Thursday, July 12, 2012

John Ford

The primal bonds of family unite young lovers in John Ford's 'Tis Pity She's a Whore. Opposed to father, state, and church (see Giovanni's atheistic/agnostic comments), as well as the possible exogamous marriages for the young heroine, the brother-sister lovers' violation of the sexual taboo prohibiting incest participates in the play's overall anarchist bent. This bleak tale foregrounds incest with a sympathy almost unique to the period, and so the references to “blood” that proliferate in the text signify both the too-close bonds of kinship between the young lovers and the violence endemic to the plot.

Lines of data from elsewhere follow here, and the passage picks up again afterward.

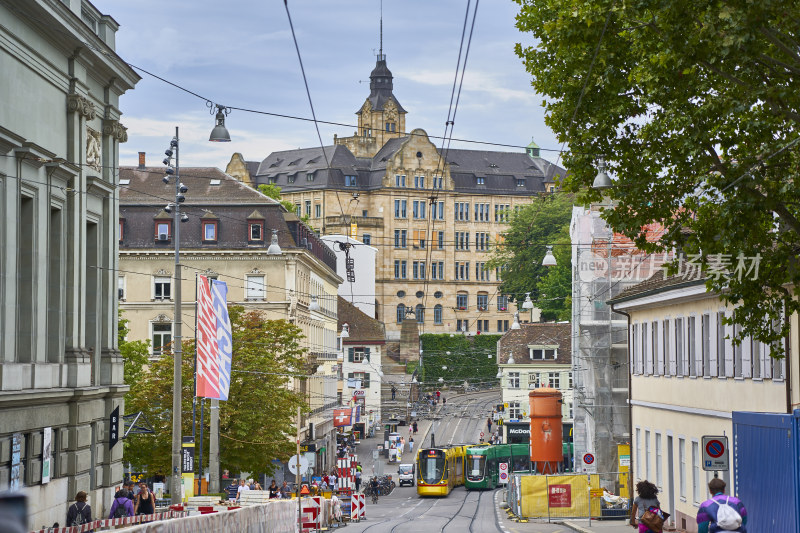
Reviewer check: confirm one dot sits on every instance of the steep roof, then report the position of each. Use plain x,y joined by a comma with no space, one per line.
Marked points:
208,186
363,328
516,341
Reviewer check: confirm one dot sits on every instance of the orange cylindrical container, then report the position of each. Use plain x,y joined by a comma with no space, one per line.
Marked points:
546,431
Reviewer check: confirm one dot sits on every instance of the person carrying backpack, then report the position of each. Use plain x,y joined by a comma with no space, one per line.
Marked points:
122,506
721,512
80,512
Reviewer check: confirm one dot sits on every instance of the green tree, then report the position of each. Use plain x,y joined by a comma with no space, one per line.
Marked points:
534,227
694,108
257,420
274,192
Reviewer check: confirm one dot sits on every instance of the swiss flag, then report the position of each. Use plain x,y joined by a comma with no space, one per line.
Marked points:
341,417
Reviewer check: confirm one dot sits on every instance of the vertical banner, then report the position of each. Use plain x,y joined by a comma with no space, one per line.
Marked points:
16,453
46,454
224,337
187,468
206,340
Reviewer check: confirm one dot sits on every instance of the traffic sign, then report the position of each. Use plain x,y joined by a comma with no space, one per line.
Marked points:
715,453
503,472
293,464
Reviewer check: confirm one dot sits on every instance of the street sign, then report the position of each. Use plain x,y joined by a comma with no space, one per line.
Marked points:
293,464
503,472
715,453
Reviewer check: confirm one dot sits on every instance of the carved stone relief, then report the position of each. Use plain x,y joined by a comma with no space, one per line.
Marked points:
93,149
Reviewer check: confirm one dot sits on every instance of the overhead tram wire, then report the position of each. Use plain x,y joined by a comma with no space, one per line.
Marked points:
449,124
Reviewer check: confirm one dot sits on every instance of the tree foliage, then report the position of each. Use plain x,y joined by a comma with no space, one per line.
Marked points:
470,359
257,420
694,108
534,227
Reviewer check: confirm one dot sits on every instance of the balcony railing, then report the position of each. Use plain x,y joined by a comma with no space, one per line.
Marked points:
346,220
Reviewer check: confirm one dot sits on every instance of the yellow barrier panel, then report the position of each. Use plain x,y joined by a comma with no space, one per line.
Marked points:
565,496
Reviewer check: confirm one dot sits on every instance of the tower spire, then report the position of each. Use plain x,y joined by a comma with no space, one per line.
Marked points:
380,53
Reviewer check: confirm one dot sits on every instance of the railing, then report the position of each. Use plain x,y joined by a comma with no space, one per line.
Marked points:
346,220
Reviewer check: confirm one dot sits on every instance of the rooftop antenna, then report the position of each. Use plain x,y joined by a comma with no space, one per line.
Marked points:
381,57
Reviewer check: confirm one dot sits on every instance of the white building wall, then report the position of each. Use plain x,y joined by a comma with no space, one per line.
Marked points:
361,292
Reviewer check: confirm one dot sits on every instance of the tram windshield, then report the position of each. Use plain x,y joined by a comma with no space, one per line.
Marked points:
475,465
431,465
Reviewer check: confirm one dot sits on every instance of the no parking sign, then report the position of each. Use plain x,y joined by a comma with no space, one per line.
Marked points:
715,453
503,473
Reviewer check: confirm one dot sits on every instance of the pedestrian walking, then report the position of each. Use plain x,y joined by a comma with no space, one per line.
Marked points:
286,491
721,512
122,506
645,500
145,501
243,487
80,512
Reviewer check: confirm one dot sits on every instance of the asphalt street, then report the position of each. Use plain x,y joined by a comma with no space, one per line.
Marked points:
461,421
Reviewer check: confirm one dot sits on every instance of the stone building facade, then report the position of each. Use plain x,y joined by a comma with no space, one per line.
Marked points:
226,237
61,374
433,216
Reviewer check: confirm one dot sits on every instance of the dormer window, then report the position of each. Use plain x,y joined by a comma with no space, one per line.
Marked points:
209,231
163,230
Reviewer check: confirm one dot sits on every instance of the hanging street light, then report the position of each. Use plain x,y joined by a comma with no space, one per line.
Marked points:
602,181
549,259
220,132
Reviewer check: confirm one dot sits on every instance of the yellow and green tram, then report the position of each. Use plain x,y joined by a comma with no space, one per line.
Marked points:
440,470
482,463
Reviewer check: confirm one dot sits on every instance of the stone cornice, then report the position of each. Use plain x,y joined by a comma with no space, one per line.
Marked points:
82,105
115,129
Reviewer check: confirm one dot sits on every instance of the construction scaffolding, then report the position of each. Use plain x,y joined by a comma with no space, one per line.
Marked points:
604,265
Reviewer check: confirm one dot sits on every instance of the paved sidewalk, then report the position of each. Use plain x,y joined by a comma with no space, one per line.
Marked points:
599,526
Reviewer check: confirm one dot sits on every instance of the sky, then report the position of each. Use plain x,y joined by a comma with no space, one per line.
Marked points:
240,53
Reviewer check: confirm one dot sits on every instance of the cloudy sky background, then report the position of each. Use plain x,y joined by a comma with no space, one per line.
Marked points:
240,53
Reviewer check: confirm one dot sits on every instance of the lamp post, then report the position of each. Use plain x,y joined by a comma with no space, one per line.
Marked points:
177,385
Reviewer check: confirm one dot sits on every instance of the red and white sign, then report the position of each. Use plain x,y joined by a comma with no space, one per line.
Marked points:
559,495
311,507
503,468
207,348
358,507
341,417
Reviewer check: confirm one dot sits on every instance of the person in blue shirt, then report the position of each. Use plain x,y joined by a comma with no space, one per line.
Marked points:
707,514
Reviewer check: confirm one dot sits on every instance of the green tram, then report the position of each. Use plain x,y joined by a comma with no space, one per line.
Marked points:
482,463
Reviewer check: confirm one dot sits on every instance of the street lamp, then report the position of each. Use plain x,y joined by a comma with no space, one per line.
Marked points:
602,181
173,172
549,258
220,132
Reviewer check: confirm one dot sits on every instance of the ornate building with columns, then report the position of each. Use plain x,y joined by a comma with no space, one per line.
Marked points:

This textual “bloodiness” literally problematizes incest: too-close DNA. Giovanni's early reference to the womb raises the issue of the Elizabethans' view of twin incest in the womb. Giovanni speaks of the first to the Friar: “Say that we had one father, say one womb / (Curse to my joys!) gave us both life and birth; / Are we not therefore each to other bound / So much the more by nature? By the links of blood, of reason?” (1.1.28-32).1 Shelly Errington, in her study of Southeast Asian tribal societies' beliefs that twins had incest in the womb, points out that, for royals, such births did not carry the same stigma as for commoners: “Incest or its compromise act, close marriage, in short, is a statement about status” (403). Edmund Spenser's Faerie Queene refers to the same belief: “These twinnes, men say, (a thing far passing thought) / Whiles in their mothers wombe enclosd they were, / Ere they into the lightsome world were brought, / In fleshly lust were mingled both yfere” (Book 3, Canto 7). Giovanni and Annabella, born of the same parents (father and womb), still break an early modern taboo in their sexual relationship, though not in the womb.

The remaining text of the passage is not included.